When all is said and done we must remember that this is what we do. Its easy to quit, but in the end we know we won't. We'll struggle and complain, and itch to put out another record and play another show. Its in our blood, and nothing changes that. We do need to think about how we are going to move forward though, and come up with new ideas for the future. Perhaps $3000 and up for radio promotion isn't worth it anymore?
The language of the 1995
Submitted by Anon (not verified) on September 8, 2011 - 7:03pm.The language of the 1995 statute creating a performance right in digital sound recordings specifically sets the percentage of income to each recipient: 50% to the owner of the sound recording copyright (usually the label), 45% to the featured artist, 2.5% to AFM musicians, and 2.5% to AFTRA recipients; thus, a label cannot reduce the artist's share of this income to something closer to the artist's record royalty rate without contravening the statute. In addition, the statute has always provided that the licensee (in this case, Sirius XM) is to pay the owner of the sound recording copyright (usually the label) and the "featured recording artist ...shall be entitled to receive payments from the copyright owner of the sound recording in accordance with the terms of the artist's contract." In other words, whether Sirius licenses the sound recording through SoundExchange or directly from the label, this has no effect on the statutory rights of the record company and the artist to share in resulting income under the Digital Performance Rights in Sound Recordings Act or the amount of those shares. If the record company can validly recoup recording costs against the artist's share of digital performance income in the absence of SoundExchange, it could equally have recouped those costs against artist income flowing through SoundExchange...by simply requiring that the artist's share be directed and paid to the label. The point is, the record companies HAVEN'T insisted on receiving the artist's share, but instead agreed to appoint SoundExchange as the universal collection agent and that both artist and record company should each receive their respective shares directly. If the labels now reverse this decision in the absence of SoundExchange, it won't be because any artist rights disappeared or label rights have been magically increased. It will only come to pass because this provides a convenient opportunity to change the current custom, re-examine the statute against the label's right of recoupment, and, at a minimum, earn some additional interest by holding the artist's share for some period. In the era of the 360 deal, this kind of move wouldn't even be surprising.

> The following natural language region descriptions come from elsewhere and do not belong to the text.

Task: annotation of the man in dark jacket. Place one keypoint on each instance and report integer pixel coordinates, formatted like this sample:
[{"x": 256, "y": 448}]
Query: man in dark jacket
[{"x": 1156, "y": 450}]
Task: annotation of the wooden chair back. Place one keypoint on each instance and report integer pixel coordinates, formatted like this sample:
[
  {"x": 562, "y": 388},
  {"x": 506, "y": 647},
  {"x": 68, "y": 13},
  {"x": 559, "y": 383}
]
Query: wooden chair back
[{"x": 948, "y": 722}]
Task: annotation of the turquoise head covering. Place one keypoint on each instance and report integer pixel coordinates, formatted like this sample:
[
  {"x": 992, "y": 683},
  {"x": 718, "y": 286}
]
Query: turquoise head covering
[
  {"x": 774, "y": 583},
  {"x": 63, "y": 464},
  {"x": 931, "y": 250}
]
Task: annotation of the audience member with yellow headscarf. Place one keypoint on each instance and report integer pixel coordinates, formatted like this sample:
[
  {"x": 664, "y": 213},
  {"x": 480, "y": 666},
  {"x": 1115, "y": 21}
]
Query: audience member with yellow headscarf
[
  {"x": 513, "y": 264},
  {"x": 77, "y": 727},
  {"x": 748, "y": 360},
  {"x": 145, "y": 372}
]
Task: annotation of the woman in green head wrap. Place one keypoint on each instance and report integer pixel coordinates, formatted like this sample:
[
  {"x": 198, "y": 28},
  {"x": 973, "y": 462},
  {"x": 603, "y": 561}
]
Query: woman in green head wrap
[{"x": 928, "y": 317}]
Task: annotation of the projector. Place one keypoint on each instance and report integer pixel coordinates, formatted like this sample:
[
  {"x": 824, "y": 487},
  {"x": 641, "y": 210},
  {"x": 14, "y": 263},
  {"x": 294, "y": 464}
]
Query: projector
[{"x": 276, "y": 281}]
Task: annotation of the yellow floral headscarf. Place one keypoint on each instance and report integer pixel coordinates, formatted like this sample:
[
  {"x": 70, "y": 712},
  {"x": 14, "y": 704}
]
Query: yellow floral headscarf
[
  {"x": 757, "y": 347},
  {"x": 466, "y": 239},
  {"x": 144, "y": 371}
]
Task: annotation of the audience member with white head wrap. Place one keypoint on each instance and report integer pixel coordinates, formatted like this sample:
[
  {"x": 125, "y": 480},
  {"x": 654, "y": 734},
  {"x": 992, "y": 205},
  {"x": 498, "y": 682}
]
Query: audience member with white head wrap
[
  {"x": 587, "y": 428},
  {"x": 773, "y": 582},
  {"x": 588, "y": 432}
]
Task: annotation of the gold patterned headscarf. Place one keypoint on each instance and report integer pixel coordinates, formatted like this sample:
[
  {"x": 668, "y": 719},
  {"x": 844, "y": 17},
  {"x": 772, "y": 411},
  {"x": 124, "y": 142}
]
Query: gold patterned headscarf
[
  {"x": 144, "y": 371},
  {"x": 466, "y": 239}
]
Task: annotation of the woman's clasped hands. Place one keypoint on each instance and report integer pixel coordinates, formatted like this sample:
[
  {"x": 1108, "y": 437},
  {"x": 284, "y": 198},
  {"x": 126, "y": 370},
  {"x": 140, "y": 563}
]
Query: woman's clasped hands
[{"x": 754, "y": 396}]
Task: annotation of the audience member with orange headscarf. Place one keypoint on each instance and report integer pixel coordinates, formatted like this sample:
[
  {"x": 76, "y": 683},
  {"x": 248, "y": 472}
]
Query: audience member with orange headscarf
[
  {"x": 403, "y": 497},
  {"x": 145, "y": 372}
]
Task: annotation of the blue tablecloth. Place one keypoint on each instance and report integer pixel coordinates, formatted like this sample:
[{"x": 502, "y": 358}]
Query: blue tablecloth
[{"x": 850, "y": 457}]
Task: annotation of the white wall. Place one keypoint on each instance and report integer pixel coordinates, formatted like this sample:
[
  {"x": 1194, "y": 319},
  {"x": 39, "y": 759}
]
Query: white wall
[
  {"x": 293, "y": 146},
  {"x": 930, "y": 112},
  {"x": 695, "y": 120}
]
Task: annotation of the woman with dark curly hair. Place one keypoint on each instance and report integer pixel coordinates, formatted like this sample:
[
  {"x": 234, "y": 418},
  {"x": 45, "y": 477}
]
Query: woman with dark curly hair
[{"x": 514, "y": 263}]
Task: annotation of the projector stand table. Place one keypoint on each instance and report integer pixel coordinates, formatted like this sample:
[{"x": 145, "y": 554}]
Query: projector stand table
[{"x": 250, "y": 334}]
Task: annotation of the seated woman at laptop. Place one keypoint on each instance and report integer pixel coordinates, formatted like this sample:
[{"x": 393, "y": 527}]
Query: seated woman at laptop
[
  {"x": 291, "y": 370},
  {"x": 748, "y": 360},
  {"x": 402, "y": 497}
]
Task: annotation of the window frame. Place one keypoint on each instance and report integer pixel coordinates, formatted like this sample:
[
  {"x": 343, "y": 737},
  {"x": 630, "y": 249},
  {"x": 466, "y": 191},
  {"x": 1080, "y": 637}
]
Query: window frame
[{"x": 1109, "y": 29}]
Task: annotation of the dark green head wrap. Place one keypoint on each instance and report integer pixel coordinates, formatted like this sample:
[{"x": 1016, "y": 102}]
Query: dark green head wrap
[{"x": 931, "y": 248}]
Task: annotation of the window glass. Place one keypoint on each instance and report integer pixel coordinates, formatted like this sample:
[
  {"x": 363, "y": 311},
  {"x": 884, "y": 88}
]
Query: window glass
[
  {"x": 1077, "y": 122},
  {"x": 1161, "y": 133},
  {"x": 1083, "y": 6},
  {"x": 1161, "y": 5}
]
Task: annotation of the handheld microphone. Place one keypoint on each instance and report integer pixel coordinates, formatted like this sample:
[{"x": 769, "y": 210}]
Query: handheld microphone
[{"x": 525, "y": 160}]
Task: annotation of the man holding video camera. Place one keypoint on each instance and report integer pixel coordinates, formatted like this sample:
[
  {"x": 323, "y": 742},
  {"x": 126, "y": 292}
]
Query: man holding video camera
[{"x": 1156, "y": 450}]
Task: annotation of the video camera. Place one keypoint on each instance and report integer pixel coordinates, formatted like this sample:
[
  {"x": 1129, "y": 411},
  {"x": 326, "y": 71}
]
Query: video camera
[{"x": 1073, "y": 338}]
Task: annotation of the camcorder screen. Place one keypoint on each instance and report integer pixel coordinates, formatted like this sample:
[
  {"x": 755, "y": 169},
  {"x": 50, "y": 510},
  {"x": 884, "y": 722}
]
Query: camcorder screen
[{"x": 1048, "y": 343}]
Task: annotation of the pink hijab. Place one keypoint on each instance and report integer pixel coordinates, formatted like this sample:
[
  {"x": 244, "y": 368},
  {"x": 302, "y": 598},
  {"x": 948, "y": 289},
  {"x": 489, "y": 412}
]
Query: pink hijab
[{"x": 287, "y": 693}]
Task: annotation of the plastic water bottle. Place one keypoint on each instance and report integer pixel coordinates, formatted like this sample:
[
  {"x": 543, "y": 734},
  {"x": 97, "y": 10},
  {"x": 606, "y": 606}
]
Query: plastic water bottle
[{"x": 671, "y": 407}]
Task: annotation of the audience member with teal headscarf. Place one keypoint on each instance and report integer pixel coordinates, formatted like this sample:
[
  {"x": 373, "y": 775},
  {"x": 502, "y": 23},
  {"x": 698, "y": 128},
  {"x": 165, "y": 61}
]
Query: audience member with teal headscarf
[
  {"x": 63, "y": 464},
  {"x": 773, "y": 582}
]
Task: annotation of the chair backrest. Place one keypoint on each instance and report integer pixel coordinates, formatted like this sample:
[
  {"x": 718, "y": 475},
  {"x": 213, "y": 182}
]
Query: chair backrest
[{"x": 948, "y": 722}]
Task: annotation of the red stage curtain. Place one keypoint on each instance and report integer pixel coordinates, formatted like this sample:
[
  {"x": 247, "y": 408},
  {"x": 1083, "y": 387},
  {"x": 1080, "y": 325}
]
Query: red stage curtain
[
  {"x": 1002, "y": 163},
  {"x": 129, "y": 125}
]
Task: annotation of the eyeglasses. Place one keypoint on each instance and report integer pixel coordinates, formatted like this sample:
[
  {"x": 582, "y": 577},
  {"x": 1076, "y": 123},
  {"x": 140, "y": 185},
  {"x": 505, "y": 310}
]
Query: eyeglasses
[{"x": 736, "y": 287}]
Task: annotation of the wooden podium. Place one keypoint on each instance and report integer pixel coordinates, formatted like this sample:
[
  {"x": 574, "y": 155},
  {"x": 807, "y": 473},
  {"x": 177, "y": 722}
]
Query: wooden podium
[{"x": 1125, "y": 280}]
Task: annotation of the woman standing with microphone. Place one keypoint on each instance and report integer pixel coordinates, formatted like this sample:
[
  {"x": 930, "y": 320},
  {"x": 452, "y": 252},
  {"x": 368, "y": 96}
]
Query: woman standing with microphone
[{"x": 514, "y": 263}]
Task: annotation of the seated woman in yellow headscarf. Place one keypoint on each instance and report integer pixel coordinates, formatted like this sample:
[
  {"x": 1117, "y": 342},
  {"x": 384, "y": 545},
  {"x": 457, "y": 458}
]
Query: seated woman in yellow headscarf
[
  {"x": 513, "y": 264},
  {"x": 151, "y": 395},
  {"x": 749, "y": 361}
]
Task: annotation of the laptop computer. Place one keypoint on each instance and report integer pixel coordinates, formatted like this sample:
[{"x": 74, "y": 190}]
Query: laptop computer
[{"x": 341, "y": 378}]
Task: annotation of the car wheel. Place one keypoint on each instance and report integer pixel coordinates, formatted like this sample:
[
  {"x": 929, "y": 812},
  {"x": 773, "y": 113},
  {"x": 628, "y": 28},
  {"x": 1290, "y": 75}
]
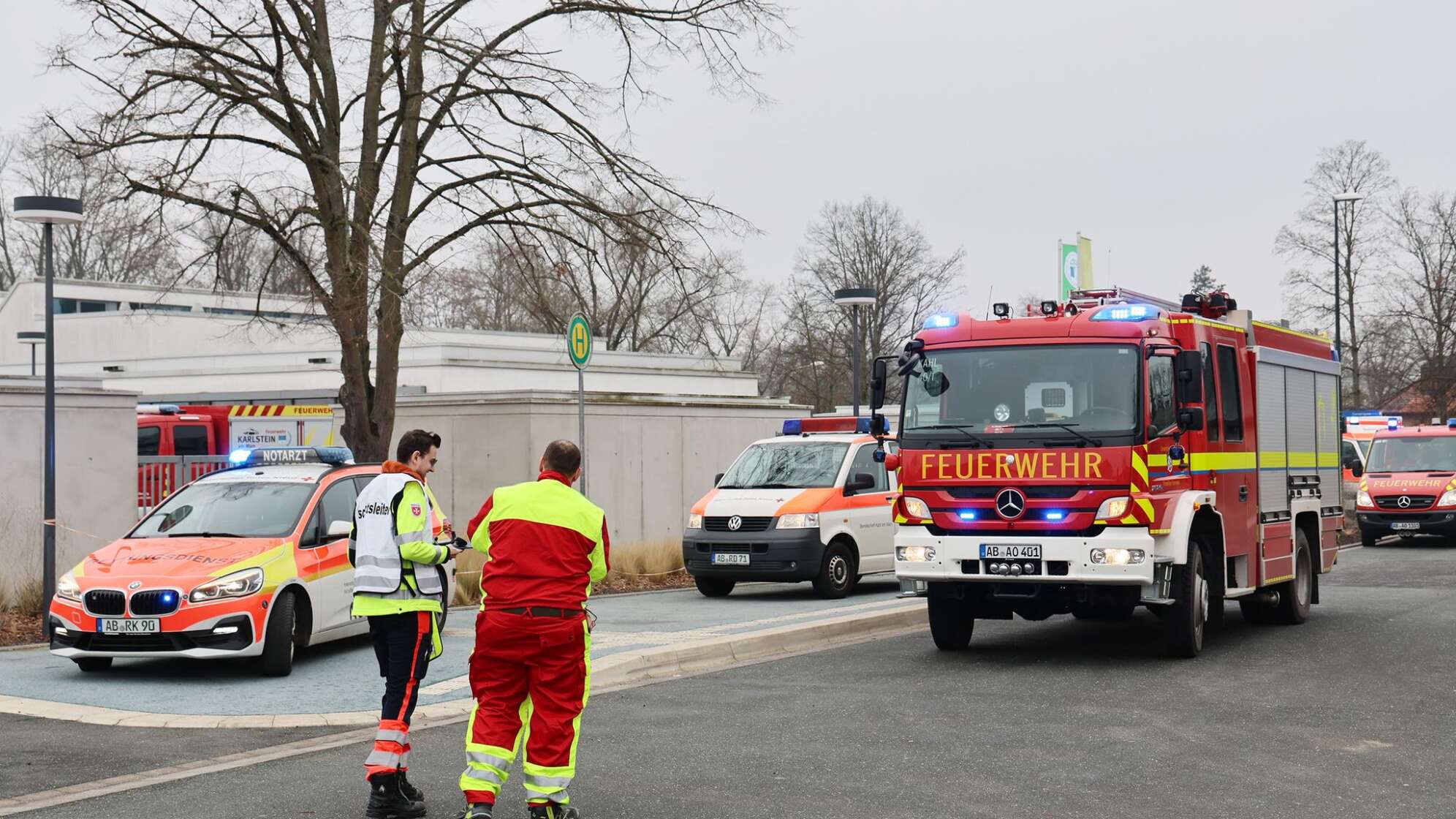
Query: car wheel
[
  {"x": 951, "y": 622},
  {"x": 714, "y": 586},
  {"x": 278, "y": 637},
  {"x": 92, "y": 663},
  {"x": 1190, "y": 611},
  {"x": 836, "y": 576}
]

The real danger in eliminating SoundExchange, however, is the significant loss of bargaining power in the ongoing conversation with Sirius, which will work against both the record companies and the artists. A record company that negotiates directly and on behalf of only itself is vulnerable in a way that a collective bargaining agency is not and may soon find its income reduced by virtue of all the "promotional benefits" generated when a sound recording is played on satellite radio. Given Sirius's added administrative burden in negotiating all these direct deals, one has to assume that it's counting on some big pay-off down the line. Unfortunately, the cost of that pay-off to the record company will likely outweigh any small benefits it gains from direct collection. If the labels imagine that a direct deal with Sirius will increase the size of their slice of pie, they need to look again. What good is a bigger piece of a quickly shrinking pie?